San Jose Sharks: Redemption After a Quarter-Century of Heartbreaks?

Plain, old-fashioned justice demands that San Jose Sharks win the Stanley Cup against the Pittsburgh Penguins.

The Penguins won the Cup in 1991 and 1992, powered by the legendary Mario Lemieux and ably supported by Jaromir Jagr. In 2009 they won it again, led by Lemieux's protege, Sidney Crosby.

Three times have the Penguins etched their name into NHL history.

But the Sharks? In the 25 years of their existence, not only have they never won the Stanley Cup, they never even reached the final, in spite of a profusion of talents. 

How come?

Because individual talent is never enough. If there is no chemistry at the highest level, if there is no catalyst that can holistically unite the talents, it is bound to be one heartbreak after another.

And that's what happened to the San Jose Sharks, and to their long-suffering fans.
But the new Sharks coach Peter DeBoer, hired only in May, 2015, seems to have found that elusive ingredient that prevented the Sharks from reaching their full potential.
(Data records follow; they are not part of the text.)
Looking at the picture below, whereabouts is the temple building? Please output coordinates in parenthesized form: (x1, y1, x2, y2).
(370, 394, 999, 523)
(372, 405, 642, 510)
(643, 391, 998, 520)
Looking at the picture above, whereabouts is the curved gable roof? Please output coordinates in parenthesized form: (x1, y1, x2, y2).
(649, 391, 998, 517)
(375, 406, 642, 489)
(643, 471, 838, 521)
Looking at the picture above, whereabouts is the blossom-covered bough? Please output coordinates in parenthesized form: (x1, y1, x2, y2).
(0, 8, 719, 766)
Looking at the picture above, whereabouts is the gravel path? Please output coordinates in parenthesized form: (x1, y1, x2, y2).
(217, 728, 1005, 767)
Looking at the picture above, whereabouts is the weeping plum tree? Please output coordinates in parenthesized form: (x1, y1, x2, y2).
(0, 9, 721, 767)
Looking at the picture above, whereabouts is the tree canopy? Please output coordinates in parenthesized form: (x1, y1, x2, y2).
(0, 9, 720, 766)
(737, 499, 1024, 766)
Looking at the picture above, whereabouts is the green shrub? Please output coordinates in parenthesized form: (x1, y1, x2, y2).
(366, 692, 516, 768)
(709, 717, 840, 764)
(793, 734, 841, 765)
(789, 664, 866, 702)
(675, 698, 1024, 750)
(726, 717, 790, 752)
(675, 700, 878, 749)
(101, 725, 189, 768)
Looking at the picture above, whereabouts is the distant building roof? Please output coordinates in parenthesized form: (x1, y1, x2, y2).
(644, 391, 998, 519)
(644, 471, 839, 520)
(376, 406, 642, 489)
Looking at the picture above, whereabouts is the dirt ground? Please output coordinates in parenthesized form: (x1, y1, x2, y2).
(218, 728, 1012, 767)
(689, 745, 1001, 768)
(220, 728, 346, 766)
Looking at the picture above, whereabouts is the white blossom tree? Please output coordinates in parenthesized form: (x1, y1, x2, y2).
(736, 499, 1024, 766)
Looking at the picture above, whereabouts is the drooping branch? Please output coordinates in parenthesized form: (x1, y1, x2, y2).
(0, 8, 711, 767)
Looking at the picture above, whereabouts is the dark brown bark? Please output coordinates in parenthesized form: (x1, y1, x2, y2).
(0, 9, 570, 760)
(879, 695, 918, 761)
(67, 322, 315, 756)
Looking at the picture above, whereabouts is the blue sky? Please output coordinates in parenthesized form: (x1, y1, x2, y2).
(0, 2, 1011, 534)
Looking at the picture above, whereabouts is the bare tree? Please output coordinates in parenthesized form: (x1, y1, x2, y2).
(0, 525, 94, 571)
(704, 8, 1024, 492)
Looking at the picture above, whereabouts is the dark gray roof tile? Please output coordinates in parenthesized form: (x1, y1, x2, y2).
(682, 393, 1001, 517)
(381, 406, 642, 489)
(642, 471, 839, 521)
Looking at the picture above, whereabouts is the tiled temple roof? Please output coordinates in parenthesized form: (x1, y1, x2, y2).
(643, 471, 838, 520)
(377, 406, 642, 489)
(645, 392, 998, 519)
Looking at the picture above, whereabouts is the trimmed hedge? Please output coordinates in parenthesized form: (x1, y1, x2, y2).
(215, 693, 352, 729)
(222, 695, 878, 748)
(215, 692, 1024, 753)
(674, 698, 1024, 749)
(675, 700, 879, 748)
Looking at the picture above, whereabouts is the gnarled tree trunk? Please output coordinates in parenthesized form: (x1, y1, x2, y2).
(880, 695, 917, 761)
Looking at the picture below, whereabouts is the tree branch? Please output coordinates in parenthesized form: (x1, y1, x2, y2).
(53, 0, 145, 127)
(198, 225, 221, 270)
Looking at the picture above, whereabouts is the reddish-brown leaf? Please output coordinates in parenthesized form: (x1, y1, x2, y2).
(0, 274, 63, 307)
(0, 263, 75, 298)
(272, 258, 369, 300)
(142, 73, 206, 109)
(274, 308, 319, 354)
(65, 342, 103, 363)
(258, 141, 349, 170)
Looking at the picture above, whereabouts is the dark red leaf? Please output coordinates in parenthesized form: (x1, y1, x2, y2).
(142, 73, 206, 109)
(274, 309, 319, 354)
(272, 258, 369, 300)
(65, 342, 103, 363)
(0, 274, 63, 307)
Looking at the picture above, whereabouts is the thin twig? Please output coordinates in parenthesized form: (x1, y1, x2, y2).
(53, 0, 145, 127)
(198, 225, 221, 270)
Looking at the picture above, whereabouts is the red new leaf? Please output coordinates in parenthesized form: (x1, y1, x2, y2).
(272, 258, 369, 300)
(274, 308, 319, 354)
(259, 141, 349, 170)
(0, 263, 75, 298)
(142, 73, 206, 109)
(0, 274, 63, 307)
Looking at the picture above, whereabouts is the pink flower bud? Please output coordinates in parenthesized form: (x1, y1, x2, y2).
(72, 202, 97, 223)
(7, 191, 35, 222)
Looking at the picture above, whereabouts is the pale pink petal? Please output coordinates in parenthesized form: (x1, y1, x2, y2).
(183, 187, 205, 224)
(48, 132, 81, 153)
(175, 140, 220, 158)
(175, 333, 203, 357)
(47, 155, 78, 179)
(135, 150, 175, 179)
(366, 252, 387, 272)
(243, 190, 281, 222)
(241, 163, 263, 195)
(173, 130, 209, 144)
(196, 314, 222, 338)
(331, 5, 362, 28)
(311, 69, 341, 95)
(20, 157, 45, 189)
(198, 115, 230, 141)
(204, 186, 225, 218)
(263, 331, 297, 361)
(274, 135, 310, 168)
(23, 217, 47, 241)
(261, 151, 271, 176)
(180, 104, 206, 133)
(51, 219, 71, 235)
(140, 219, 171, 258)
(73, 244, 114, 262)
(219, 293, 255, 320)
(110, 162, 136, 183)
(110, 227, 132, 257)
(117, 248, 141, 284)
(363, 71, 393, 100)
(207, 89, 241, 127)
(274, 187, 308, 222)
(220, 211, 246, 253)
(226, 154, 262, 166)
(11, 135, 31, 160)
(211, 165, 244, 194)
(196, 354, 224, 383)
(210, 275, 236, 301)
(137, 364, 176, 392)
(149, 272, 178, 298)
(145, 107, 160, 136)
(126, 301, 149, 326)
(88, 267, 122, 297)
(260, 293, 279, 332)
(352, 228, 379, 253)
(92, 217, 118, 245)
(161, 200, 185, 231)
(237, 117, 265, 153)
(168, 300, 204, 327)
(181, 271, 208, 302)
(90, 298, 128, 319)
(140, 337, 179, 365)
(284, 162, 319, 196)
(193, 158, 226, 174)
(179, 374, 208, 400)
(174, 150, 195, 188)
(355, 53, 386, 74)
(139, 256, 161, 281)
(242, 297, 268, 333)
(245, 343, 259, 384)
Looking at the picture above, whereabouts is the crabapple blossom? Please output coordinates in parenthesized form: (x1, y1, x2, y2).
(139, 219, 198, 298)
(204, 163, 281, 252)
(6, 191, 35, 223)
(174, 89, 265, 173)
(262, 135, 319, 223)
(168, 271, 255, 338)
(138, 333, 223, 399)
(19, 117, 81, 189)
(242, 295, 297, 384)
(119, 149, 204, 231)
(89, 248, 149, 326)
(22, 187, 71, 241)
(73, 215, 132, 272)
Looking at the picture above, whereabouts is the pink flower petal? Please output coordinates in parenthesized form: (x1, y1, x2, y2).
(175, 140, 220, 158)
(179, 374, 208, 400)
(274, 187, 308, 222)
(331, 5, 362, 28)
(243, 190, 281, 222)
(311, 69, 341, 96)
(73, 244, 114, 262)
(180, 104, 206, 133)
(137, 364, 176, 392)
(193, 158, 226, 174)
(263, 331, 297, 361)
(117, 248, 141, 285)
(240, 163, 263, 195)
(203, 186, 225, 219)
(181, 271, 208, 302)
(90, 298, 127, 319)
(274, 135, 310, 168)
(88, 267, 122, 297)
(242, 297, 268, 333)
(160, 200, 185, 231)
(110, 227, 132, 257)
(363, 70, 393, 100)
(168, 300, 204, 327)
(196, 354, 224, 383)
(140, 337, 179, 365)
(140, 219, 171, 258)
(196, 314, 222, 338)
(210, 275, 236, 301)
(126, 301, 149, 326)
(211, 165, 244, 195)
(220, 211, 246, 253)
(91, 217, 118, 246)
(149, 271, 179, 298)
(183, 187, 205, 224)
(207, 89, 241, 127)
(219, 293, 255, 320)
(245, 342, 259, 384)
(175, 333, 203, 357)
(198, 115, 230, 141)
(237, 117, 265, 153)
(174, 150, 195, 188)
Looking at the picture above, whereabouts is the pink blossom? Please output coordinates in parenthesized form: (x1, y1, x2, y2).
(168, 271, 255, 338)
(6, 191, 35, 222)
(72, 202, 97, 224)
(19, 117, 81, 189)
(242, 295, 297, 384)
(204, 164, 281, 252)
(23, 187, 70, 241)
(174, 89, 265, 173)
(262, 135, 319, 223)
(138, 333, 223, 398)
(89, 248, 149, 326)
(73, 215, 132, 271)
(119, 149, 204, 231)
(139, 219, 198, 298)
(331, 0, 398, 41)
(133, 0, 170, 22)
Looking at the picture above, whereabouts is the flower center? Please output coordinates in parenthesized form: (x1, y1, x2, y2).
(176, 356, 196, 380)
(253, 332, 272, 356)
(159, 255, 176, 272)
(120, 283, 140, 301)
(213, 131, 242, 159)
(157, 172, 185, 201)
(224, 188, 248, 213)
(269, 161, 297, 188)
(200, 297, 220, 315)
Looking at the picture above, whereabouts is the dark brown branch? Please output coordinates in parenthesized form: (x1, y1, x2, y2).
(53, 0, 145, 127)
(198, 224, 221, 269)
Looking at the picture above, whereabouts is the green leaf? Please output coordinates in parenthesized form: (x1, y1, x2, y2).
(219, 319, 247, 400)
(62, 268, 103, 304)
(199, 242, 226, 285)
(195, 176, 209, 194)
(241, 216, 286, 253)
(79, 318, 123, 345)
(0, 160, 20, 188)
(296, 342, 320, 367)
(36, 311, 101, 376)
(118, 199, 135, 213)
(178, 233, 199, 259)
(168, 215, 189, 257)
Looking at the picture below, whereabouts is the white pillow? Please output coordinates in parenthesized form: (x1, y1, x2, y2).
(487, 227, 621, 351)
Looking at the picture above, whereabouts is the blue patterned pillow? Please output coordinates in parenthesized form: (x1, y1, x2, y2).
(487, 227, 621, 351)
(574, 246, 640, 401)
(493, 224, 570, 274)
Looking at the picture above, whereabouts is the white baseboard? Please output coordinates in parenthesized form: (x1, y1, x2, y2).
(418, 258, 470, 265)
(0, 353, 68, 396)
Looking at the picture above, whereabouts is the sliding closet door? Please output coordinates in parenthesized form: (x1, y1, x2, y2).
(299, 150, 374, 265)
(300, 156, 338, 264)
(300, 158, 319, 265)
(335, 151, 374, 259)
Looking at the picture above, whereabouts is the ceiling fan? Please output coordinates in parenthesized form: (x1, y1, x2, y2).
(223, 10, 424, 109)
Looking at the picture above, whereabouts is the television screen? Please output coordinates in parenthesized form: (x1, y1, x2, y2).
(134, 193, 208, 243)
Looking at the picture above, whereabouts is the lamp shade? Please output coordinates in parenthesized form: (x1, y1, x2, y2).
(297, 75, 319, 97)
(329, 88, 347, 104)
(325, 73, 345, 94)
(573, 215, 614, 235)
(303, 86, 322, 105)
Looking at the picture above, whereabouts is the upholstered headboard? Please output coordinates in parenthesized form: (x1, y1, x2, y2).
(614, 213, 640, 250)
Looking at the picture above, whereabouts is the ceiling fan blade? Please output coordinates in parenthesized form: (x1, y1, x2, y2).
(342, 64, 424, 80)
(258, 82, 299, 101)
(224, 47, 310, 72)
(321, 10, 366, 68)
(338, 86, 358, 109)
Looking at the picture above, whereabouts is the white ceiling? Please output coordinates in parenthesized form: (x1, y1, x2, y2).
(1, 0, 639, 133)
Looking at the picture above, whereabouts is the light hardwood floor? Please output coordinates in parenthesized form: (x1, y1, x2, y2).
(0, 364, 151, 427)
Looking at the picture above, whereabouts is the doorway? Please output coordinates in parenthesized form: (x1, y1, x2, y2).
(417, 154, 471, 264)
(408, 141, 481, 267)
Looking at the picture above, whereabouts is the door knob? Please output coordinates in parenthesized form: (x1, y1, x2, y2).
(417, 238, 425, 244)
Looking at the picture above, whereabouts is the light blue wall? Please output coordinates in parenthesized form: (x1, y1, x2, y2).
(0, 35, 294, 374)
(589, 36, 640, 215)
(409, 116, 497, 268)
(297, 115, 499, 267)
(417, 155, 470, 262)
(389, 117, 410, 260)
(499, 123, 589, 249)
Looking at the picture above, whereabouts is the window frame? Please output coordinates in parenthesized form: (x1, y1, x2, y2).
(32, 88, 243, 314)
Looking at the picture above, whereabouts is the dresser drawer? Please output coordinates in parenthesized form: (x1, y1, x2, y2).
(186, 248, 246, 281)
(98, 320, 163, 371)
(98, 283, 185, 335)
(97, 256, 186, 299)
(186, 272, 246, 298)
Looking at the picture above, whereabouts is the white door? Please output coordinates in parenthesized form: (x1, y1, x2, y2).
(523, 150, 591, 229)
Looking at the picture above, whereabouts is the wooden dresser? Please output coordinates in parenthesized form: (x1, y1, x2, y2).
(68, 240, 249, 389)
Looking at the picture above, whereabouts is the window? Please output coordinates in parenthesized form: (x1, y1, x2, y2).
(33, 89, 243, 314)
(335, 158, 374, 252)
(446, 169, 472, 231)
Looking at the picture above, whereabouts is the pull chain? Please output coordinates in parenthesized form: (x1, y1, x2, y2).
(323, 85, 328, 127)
In his very first year, with deep changes in player roles and an altered philosophy about playing the game at its most elemental level, he has brought the Sharks to the penultimate match-up.

It's about time.

Of course, what stands in the way of the Sharks winning the ultimate prize in NHL is Sidney Crosby and company.

It falls on the shoulders of the two Joes, Thornton and Pavelski, and Patrick Marleau, Logan Couture, Brent Burns and youngsters like Thomas Hertl to check (literally) Crosby, Malkin and friends to deliver the goods.

Sharks have to match the Penguins in speed, power play, hustle and hand-eye coordination and then have something left over to win.

And the only way they can do that is to win at least one game in Pittsburgh as they open the series.

It will be tough but it can be done. The Sharks flounder so badly at times that a fan has difficulty believing it is a team that contains world-class players. But when they play to their strength and to their natural abilities as a cohesive team, no one can stop them. When Martin Jones, the Sharks goalie, is in his groove, the puck stays put.

But a Penguins fan can make the same points and conclude that Pittsburgh will win the Cup for the fourth time in its Lemieux-laden history.

So what does it all come down to? 

Surely the thunderous win by the Golden State Warriors against the Oklahoma City Thunder in the 'Win-or-Die' Game 6 in Oklahoma City on May 28 - a win for the ages mostly due to the impossible heroics of splash brothers Klay Thompson and Stephen Curry - will be hugely motivational and inspiring.

But in the final analysis it will come down to one advantage in which the Sharks are peerless in the NHL this season.

Facial hair.

Ultimately, it is the team with the most facial hair that will hoist the Stanley Cup in June, 2016. 

And that will be the hirsute San Jose Sharks.